2. Availability Bias

  • Did I rely on recent/memorable examples?
  • Did I use systematic data vs "what comes to mind"?
  • Did I check if my examples are representative?

If NO to any → Availability bias detected

3. Anchoring Bias

  • Did I generate my estimate independently first?
  • Did I avoid being influenced by others' numbers?
  • Did I adjust sufficiently from initial anchor?

If NO to any → Anchoring bias detected

4. Affect Heuristic

  • Do I have an emotional preference for the outcome?
  • Did I separate "what I want" from "what will happen"?
  • Would I make the same forecast if incentives were reversed?

If NO to any → Affect heuristic detected

5. Overconfidence

  • Did I run a premortem?
  • Are my CIs wide enough (surprise test)?
  • Did I identify ways I could be wrong?

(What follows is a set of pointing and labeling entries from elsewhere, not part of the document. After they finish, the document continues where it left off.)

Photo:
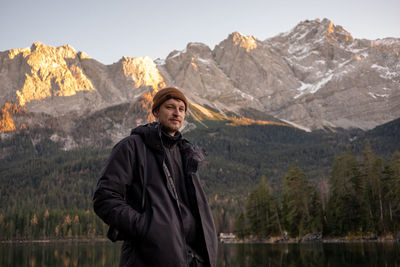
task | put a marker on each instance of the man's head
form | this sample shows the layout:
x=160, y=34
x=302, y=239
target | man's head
x=169, y=108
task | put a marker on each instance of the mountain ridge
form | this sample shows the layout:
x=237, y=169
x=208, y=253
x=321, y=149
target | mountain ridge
x=314, y=76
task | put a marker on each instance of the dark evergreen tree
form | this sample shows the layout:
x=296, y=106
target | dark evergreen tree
x=301, y=207
x=346, y=212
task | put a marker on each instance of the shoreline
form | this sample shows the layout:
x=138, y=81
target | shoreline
x=247, y=241
x=71, y=240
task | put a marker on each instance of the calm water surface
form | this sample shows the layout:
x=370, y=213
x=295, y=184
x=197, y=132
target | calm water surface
x=241, y=255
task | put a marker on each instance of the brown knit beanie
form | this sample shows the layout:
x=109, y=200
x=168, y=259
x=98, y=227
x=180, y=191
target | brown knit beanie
x=165, y=94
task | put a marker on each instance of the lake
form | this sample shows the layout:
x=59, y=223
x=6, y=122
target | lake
x=246, y=255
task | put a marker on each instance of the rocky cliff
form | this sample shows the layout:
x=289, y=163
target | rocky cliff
x=314, y=76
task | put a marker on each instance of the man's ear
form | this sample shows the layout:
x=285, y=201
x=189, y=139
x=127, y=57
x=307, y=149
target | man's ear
x=156, y=112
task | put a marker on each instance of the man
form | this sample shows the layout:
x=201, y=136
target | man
x=150, y=195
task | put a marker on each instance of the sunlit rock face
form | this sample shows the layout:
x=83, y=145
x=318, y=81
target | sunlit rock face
x=314, y=76
x=342, y=81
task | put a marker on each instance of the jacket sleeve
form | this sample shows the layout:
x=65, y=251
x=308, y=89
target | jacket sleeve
x=109, y=199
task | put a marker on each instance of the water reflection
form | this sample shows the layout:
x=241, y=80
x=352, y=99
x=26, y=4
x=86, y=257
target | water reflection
x=229, y=255
x=315, y=254
x=60, y=254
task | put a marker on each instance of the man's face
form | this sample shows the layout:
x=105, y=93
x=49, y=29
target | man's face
x=171, y=115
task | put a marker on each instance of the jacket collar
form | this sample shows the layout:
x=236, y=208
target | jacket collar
x=151, y=133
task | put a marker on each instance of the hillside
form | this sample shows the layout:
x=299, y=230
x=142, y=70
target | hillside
x=36, y=177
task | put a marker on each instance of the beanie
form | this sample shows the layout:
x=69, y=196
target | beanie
x=166, y=94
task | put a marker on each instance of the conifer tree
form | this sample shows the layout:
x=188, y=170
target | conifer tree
x=345, y=209
x=261, y=211
x=301, y=208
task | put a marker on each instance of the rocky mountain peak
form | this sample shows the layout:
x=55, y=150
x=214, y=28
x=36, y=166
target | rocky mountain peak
x=247, y=42
x=142, y=71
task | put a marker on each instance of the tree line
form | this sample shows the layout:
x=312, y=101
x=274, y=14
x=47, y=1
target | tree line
x=362, y=199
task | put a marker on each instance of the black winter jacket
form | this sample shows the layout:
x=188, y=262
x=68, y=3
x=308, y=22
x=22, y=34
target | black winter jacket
x=151, y=226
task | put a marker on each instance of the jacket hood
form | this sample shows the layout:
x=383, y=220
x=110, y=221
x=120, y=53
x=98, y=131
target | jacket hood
x=151, y=136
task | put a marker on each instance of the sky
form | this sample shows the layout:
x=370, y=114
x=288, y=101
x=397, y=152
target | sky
x=107, y=30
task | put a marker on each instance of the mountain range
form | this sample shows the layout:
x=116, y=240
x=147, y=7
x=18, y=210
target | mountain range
x=315, y=76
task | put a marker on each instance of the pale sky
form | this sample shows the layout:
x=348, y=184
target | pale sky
x=109, y=29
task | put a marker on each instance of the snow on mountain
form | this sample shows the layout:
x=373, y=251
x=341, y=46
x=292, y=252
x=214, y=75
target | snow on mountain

If NO to any → Overconfidence detected

6. Fundamental Attribution Error

  • Did I attribute success to skill vs luck appropriately?
  • Did I consider situational factors, not just personal traits?
  • Did I avoid "great man" narratives?

If NO to any → Attribution error detected

Step 7: Prioritize and remediate

For each detected bias:

  1. Severity: High / Medium / Low
  2. Direction: Pushing probability up or down?
  3. Magnitude: Estimated percentage point impact

Remediation example:

Bias Severity Direction Adjustment
Confirmation High Up -15%
Availability Medium Up -10%
Affect heuristic High Up -20%

Net adjustment: -45% → Move probability down by 45 points (e.g., 80% → 35%)

Next: Return to menu


6. Learn the Framework

Deep dive into the methodology.

Resource Files

📄 Scout vs Soldier Mindset

  • Julia Galef's framework
  • Motivated reasoning
  • Intellectual honesty
  • Identity and beliefs

📄 Cognitive Bias Catalog

  • 20+ major biases
  • How they affect forecasting
  • Detection methods
  • Remediation strategies

📄 Debiasing Techniques

  • Systematic debiasing process
  • Pre-commitment strategies
  • External accountability
  • Algorithmic aids

Next: Return to menu


Quick Reference

The Scout Commandments

  1. Truth over comfort - Accuracy beats wishful thinking
  2. Seek disconfirmation - Try to prove yourself wrong
  3. Hold beliefs lightly - Probabilistic, not binary
  4. Update incrementally - Change mind with evidence
  5. Separate wanting from expecting - Desire ≠ Forecast
  6. Check your work - Run bias audits routinely
  7. Stay calibrated - Track accuracy over time

Scout mindset is the drive to see things as they are, not as you wish them to be.